Sementara berdasarkan referensi dari Second Biennial Update Report dan KLHK pada 2018, biaya mitigasi perubahan iklim untuk mencapai NDC adalah sebanyak Rp3.461 triliun hingga 2030.
Biaya Rp3.461 triliun itu meliputi sektor kehutanan Rp 77,82 triliun, energi dan transportasi Rp 3.307,2 triliun, IPPU Rp 40,77 triliun, limbah Rp 30,35 triliun, serta pertanian Rp 5,18 triliun. “Kita lihat dua sektor yang besar adalah kehutanan serta energi dan transportasi,” ujarnya. Simak databoks berikut:
Sejumlah biaya itu akan digunakan untuk menurunkan emisi CO2 sebesar 29 persen di sektor kehutanan sebanyak 497 juta ton CO2e, energi dan transportasi 314 juta ton CO2e, limbah 11 juta ton CO2e, pertanian 9 juta ton CO2e, serta IPPU 3 juta ton CO2e.
Sedangkan untuk menurunkan emisi CO2 sebesar 41 persen dengan biaya bantuan internasional akan dilakukan terhadap sektor kehutanan sebanyak 692 Mton CO2e, energi dan transportasi 446 Mton CO2e, limbah 40 Mton CO2e, pertanian 4 Mton CO2e, serta IPPU 3,25 Mton CO2e.
"Kebutuhan kita di sektor energi sangat besar. Sektor kehutanan memang dalam juta ton emisi yang dikurangi itu besar, tapi biaya yang diperlukan relatif kecil dibanding energi dan transportasi,” kata Wamenkeu.
Upaya ini harus dilakukan karena sejak 2010 sampai 2018 emisi gas rumah kaca (GRK) nasional naik sekitar 4,3% per tahun serta dari 1981 sampai 2018 juga terjadi kenaikan suhu sekitar 0,03 derajat celcius per tahun di Indonesia.
Selain itu, permukaan air laut turut mengalami kenaikan sekitar 0,8 sampai 1,2 centimeter per tahun sedangkan 65% penduduk tinggal di wilayah pesisir sehingga perubahan iklim menjadi ancaman besar bagi Indonesia.

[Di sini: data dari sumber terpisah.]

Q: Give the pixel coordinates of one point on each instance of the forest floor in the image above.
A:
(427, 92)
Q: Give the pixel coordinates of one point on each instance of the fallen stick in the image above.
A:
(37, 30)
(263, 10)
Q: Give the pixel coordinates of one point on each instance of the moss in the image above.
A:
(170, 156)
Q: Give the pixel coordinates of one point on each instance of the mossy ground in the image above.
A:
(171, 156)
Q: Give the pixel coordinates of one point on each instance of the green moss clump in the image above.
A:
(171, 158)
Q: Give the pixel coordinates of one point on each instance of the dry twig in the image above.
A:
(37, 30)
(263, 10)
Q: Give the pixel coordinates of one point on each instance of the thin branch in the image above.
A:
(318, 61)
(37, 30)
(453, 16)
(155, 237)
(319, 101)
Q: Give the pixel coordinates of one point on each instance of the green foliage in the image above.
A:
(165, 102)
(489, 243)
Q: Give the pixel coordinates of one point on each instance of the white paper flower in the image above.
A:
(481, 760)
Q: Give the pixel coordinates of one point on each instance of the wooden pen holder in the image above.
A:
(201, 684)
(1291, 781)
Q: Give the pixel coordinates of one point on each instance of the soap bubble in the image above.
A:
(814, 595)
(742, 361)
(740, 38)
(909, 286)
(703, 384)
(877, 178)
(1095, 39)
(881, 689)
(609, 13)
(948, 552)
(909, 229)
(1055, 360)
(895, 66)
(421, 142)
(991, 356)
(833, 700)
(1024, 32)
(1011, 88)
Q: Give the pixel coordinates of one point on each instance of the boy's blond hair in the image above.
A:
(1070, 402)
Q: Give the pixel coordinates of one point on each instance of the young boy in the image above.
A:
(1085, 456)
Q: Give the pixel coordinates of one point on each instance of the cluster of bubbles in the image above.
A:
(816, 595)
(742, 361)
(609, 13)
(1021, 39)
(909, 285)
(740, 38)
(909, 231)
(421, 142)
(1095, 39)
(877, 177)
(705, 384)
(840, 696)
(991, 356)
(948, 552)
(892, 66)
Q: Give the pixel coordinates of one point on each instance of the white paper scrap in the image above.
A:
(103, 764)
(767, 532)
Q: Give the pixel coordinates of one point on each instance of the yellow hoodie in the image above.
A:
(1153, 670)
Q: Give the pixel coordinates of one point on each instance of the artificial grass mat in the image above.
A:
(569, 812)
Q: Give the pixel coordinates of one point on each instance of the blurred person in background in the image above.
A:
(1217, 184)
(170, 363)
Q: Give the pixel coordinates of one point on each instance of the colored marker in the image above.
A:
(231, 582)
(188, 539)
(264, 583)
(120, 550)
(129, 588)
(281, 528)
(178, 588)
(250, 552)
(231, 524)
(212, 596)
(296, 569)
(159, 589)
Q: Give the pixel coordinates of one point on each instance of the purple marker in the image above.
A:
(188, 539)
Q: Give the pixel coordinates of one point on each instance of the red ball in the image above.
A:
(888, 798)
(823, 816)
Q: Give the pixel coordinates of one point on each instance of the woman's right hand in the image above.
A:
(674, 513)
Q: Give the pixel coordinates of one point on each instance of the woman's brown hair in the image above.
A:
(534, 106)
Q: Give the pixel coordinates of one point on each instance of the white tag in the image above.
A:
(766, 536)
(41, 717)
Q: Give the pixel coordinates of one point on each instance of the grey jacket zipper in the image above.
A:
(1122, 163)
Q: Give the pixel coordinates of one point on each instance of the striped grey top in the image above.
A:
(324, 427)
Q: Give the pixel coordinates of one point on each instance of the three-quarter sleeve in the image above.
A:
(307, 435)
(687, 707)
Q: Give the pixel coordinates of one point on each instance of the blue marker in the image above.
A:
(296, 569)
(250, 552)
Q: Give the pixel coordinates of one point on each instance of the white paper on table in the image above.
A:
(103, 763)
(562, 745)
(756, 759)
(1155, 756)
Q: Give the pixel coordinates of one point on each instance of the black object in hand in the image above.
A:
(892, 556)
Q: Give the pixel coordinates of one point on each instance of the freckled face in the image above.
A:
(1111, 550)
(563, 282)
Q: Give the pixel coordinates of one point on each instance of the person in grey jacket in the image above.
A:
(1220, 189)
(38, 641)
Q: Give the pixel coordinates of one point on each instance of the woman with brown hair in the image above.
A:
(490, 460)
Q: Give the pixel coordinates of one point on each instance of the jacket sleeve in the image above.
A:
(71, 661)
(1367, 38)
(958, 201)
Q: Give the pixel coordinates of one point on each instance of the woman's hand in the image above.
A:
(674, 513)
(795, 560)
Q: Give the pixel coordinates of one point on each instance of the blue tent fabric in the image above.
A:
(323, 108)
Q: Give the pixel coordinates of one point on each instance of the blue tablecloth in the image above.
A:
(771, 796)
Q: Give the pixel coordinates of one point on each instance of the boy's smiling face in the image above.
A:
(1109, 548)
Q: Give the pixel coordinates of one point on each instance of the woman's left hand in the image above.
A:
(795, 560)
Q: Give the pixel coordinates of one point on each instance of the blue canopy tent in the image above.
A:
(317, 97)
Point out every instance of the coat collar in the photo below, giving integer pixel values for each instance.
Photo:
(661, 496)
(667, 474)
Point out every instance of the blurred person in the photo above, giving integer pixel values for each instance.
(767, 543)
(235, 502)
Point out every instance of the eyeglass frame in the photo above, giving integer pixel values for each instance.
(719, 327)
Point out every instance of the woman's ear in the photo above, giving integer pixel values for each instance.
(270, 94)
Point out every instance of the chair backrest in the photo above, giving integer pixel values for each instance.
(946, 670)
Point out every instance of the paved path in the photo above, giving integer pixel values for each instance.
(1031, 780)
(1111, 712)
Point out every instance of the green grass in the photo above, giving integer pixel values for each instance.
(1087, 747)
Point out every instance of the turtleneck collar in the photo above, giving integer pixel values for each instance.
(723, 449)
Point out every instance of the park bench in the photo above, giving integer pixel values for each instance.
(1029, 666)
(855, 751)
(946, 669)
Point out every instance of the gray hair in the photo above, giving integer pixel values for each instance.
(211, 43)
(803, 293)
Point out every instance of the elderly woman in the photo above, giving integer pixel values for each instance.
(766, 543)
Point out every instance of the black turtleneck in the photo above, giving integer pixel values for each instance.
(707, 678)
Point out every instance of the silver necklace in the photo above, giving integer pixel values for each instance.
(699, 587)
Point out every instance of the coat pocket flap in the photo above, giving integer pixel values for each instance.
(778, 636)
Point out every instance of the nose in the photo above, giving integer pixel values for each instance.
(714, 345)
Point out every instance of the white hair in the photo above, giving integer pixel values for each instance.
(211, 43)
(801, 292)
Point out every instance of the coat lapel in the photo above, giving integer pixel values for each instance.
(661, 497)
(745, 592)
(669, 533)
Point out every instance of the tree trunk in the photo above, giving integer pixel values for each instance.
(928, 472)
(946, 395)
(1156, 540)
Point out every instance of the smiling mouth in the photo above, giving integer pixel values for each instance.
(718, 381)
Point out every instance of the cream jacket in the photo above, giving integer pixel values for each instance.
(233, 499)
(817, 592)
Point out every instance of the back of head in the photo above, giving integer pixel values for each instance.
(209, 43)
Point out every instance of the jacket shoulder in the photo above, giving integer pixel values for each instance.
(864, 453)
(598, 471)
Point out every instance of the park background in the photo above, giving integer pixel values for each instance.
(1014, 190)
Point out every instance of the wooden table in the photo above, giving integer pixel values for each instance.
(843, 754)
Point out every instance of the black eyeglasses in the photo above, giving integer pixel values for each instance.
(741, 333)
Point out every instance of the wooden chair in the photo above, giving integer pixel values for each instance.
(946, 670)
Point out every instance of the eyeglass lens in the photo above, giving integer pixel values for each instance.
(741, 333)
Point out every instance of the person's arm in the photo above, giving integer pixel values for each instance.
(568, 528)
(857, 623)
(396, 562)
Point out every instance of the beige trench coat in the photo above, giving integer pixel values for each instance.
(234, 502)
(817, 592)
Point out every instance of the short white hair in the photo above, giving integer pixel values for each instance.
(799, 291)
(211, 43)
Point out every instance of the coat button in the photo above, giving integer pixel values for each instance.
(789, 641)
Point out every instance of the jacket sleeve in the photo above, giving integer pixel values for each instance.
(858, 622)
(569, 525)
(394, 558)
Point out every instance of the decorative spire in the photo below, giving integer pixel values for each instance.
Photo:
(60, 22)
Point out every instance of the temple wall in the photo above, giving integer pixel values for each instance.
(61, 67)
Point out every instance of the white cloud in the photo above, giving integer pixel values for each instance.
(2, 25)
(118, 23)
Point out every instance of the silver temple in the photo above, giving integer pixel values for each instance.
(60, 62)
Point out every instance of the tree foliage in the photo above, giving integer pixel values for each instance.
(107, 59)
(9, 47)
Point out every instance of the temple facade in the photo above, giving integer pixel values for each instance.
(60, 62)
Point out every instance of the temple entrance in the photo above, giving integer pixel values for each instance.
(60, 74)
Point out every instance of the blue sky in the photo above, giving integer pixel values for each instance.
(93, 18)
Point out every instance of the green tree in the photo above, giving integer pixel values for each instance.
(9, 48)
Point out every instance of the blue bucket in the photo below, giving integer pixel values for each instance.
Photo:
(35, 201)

Terlebih lagi, perubahan iklim dapat meningkatkan risiko bencana hidrometeorologi yang saat ini mendominasi bencana di Indonesia. "Di sisi pemerintah, kami melalui APBN selalu berusaha menghitung berapa dari APBN yang merupakan dan boleh kita klaim sebagai green activities, untuk kegiatan mitigasi dan adaptasi perubahan iklim,” ujarnya.